The client I worked with had two data-processing centers located miles apart and linked by a reliable T2 network connection line between the sites. The client needed a flexible high availability solution that would allow the addition of a third site in the future with minimum effort. Each existing site hosted a SQL Server 2000 database on a Windows 2000 server. Both Windows servers had two processors and 2GB of RAM. The client's database was about 25GB and growing slowly (200MB to 500MB per month). The database had a relatively low load (10 to 50 transactions per minute). The client's application is in use mainly from 7 a.m. to 9 p.m., 5 days a week, and the database needed be available at both sites at all times during business hours.
The client wanted to do data processing at one site and reporting at the other site. In case of disaster at one data center, the client wanted a failover system so that the remaining data center could quickly combine these functions without any reconfiguration. The client had considered splitting data-load operations between data centers but knew that data operators might try to update or delete the same record simultaneously on both sites. To resolve such possible conflicts between the two sites, the client wanted to merge changes that users performed on different sites in different columns, if possible. For example, if a user at SiteA changes column1 and another user at SiteB modifies column2, the client wants to merge both changes in the resulting table. Some tables have one or more text columns. Several tables have IDENTITY columns.
So, from these requirements, the client and I determined that the solution they needed should provide continuous data transfer, site autonomy (so that operations at one site will only minimally affect operations at the other site), processing of changes at both sites, and resolution of data conflicts.
Why Choose Merge Replication?
SQL Server 2000 offers several options that keep databases synchronized close to realtime, including two-phase commit, transactional replication with immediate updating subscribers, snapshot replication with immediate updating subscribers, transactional replication (including bidirectional replication), snapshot replication, transactional replication with queued updating subscribers, and merge replication. Based on the client's requirements, I recommended using SQL Server 2000 merge replication for several reasons. First, merge replication has a robust, built-in conflict-resolution mechanism that can be easily configured using Enterprise Manager. In simple cases, no scripting is required. Merge replication provides an out-the-box mechanism for resolving conflicts at the column level and a high transactional consistency of operations in situations like the one my client described, in which conflicts are rare and only two sites are currently involved in data processing. In addition, merge replication allows replication of text data, which was important to my client because the company had more than 10 database tables that contained text columns. Merge replication includes continuously-running Merge Agents that provide data transmission with acceptable latency. And using merge replication makes adding another server to the existing topology easy.

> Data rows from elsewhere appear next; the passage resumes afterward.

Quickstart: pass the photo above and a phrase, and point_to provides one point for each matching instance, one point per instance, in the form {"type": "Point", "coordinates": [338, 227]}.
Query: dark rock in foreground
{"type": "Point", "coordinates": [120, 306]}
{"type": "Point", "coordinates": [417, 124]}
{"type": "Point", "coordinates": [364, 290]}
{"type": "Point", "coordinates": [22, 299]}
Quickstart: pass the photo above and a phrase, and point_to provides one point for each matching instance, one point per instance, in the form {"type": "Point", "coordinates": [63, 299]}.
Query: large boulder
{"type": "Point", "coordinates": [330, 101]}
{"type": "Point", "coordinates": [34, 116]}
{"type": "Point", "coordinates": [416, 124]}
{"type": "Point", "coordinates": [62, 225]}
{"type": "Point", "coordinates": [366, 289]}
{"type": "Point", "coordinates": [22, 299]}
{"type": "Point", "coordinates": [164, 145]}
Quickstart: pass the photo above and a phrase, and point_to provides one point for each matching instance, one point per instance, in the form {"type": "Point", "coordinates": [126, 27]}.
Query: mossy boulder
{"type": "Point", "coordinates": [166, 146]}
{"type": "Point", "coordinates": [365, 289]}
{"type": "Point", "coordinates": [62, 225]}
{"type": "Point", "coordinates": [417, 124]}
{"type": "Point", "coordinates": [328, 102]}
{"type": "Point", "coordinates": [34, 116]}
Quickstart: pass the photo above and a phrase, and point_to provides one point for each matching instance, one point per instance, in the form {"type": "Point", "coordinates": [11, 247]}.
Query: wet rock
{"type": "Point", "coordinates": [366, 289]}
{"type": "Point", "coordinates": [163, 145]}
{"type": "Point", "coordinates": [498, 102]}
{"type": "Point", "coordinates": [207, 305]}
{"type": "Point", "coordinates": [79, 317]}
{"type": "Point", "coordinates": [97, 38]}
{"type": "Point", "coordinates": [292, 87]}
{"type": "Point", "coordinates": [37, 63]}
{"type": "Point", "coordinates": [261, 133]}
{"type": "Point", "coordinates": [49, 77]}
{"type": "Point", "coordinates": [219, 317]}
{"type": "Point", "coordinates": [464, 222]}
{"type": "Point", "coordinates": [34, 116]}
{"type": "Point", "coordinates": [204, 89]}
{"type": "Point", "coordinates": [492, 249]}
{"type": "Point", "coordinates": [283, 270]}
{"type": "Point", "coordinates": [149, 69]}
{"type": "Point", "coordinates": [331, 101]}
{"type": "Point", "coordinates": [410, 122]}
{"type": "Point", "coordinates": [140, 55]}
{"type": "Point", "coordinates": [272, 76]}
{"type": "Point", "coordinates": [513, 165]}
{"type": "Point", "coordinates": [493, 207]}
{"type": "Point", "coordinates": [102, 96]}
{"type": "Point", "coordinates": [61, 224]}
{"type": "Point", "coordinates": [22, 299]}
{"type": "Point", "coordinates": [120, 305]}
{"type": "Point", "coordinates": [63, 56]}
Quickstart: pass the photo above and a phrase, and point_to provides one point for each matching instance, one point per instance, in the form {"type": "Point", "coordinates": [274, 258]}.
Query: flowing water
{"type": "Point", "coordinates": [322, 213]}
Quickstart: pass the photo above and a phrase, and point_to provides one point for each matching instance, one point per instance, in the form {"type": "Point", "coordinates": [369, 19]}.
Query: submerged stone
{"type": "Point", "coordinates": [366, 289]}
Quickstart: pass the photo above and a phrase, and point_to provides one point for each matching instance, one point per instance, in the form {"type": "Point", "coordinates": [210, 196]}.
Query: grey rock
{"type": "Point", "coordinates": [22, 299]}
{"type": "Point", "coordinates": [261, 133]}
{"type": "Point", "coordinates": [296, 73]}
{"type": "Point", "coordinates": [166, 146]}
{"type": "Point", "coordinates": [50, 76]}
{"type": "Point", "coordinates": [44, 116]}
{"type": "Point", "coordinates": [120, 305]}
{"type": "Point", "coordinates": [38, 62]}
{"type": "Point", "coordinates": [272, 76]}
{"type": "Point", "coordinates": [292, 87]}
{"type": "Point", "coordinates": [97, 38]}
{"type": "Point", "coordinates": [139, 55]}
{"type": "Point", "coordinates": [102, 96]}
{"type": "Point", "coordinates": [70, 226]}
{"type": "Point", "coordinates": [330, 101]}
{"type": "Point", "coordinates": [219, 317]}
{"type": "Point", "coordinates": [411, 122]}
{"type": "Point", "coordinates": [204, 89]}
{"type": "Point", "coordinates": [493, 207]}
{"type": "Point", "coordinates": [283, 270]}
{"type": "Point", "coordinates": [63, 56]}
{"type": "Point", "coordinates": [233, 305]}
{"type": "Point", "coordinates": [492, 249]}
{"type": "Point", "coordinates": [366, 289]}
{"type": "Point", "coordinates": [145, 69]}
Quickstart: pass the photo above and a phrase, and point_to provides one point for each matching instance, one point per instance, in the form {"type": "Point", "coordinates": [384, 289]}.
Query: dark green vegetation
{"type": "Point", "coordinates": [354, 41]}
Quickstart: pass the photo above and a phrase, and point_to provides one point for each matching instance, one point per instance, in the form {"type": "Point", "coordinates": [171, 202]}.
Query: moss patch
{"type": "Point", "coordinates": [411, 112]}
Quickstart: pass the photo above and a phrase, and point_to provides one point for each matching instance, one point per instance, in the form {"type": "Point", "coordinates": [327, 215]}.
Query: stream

The other alternatives have their own benefits, but I couldn't recommend using immediate updating and queued updating subscriptions because those options can't update text data. Not all types of transactional replication can merge simultaneous changes in different columns on different sites. Snapshot replication and DTS simply don't work in an environment in which data modifications happen on both sides simultaneously. And two-phase commit is a rather theoretical solution because even the loss of network connectivity for a short time during a transaction would effectively shut down the application. Once I'd decided on the high-availability implementation to use for my client, I prepared the database for merge replication.
Prepare for Merge Replication
Before configuring merge replication, you must first carefully analyze your application and address specific merge-replication requirements. Because this brief article can't provide all the planning and preparation details, I recommend that you read the "Planning for Merge Replication" section in SQL Server 2000 Books Online (BOL) for details. Here are some of the things I had to do for my client's solution.
Merge replication replicates text columns only if they've been updated explicitly by an UPDATE statement, which causes a trigger to fire and update metadata, ensuring that the transaction gets propagated to Subscribers. WRITETEXT and UPDATETEXT operations don't propagate the change to other sites. To solve this problem, I modified a few stored procedures by adding a dummy UPDATE statement after the WRITETEXT or UPDATETEXT operations within the same transaction. BOL gives an example of how to do this type of modification.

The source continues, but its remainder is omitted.